The 2017 Panda range from the Bank of China has put in an appearance with minimal changes outside of new reverse artwork and some upward moves on the mintage of some variants. The design looks decent enough, although nobody could accuse the Panda designs of varying spectacularly each year. Depicting a Panda sitting down eating bamboo (do they do anything else…?), it is, like most of these, an attractive enough coin and one to please fans we think.
The weights remain set in the superior metric weight system, introduced last year to mixed opinion, but it’s probably the way its going to go long term. Gold bullion versions come in 1g, 3g, 8g, 15g and 30g weights. Gold proof in 50g, 100g, 150g and 1000g (1kg) weights. The silver bullion coin is available in the 30g size only, with 150g and 1kg weights being struck only in the limited proof format. All the weights have remained inscribed on each coins reverse face after their controversial absence in 2015.
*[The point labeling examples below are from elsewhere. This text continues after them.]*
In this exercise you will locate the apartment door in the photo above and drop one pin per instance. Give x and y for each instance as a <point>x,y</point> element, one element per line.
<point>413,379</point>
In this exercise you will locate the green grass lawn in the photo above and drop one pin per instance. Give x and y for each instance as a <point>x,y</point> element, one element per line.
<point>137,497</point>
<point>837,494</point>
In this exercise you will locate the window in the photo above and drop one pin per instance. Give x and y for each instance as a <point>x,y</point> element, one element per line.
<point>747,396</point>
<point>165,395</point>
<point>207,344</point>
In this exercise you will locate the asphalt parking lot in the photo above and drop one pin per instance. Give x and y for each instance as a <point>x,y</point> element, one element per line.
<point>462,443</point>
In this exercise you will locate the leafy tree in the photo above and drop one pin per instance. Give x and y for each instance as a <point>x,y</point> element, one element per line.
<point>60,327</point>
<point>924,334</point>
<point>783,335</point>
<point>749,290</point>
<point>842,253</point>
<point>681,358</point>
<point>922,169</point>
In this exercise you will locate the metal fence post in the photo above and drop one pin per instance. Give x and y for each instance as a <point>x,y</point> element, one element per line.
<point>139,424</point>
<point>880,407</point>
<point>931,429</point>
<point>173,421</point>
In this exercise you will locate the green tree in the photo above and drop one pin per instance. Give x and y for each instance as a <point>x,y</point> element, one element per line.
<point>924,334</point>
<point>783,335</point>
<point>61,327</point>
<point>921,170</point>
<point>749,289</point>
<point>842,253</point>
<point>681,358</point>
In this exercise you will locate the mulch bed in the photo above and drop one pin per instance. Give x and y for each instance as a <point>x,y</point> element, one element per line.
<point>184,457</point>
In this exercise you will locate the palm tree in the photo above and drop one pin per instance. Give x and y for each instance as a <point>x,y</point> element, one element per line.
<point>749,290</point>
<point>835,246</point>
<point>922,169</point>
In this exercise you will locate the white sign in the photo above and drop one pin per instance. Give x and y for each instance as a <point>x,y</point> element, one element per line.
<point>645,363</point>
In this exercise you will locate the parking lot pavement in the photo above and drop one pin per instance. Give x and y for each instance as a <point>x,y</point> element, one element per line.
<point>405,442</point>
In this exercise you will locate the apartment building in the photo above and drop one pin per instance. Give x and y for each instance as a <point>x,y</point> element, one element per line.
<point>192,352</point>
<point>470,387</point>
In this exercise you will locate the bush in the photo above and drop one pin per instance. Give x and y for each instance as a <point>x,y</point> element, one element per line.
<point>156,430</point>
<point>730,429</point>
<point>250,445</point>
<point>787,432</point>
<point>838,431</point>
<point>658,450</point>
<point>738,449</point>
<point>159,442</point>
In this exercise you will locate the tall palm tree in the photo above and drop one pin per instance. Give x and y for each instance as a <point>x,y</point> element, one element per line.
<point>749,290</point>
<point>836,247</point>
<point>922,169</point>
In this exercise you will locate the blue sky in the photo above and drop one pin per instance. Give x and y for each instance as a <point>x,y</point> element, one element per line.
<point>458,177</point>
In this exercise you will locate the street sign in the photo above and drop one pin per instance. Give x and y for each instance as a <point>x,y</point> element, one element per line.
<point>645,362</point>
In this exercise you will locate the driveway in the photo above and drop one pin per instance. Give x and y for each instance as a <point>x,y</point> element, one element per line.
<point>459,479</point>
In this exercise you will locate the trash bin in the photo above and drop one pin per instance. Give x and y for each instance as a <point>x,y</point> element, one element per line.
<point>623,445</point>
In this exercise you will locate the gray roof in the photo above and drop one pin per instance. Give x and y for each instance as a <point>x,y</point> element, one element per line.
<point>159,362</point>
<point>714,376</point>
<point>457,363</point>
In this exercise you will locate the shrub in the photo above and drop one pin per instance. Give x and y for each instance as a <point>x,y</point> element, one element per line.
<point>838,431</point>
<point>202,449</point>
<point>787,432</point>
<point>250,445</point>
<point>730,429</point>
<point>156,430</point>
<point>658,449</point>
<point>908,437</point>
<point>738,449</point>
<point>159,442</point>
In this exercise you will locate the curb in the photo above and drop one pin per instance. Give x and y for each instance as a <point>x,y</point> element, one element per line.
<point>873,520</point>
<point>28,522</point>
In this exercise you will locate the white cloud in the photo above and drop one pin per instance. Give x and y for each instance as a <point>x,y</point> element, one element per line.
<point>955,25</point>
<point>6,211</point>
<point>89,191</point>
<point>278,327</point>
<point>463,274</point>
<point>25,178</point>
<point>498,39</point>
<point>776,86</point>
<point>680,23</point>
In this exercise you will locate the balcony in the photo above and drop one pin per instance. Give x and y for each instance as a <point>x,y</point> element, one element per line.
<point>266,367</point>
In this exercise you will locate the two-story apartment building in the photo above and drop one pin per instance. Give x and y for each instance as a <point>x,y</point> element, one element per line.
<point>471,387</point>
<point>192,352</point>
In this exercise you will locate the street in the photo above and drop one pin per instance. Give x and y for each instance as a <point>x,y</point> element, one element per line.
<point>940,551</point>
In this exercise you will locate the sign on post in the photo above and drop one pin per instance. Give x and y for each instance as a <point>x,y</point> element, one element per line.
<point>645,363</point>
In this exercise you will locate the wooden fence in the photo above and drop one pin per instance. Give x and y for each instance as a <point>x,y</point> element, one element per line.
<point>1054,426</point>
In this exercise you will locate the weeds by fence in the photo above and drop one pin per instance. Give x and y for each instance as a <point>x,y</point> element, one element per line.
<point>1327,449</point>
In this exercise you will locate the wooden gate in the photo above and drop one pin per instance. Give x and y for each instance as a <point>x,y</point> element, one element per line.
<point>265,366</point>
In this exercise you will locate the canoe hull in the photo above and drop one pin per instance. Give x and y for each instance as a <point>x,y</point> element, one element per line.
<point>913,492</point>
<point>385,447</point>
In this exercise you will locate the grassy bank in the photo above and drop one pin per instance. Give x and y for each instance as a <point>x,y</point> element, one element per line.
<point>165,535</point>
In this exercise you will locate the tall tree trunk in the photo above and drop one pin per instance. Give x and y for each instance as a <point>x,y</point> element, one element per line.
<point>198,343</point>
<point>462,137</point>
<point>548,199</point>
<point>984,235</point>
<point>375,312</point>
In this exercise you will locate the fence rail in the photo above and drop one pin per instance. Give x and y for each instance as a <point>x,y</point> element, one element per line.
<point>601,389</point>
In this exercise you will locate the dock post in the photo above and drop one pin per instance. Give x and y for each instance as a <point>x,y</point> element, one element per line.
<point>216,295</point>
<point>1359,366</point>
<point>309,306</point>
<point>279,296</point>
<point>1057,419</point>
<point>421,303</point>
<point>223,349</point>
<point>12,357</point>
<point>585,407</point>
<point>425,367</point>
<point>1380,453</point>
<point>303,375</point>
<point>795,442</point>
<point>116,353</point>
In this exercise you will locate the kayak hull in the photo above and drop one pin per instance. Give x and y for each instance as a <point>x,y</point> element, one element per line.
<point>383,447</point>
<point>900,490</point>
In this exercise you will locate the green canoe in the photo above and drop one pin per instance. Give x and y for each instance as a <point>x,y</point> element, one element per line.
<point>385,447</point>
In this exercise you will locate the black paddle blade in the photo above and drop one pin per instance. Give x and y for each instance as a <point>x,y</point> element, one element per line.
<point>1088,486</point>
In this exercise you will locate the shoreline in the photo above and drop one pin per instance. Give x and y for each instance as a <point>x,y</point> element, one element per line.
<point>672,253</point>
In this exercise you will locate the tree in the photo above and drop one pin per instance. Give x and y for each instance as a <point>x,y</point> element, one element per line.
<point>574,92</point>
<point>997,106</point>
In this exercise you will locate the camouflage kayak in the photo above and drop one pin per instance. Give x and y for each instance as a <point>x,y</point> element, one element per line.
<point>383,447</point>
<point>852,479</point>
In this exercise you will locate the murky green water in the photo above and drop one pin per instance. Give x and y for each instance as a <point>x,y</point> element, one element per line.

Mintages for the most part remain the same, but the 30g silver bullion coin has had its numbers increased by 25% from eight million, to ten. The 150g proof coin has seen numbers rise from 50,000 to 60,000. Changes to the gold proof range are non-existent, but the 30g bullion coin has climbed from 600k to 700k. The smallest gold coins have obviously proven to be big hits in the market. The 3g has seen its mintage rise from 600,000 to 800,000. The little 1g minigold+ has seen the most impressive leap, from a similar 600,000 to a very healthy one million pieces.
As usual, they’re struck by the Shenzhen Guobao Mint, the Shenyang Mint, and the Shanghai Mint. The bullion coins should be available from 28 October, the proof from 15 December. Prices will obviously be tied to the spot price. All in all, a decent entrant to this hugely popular series.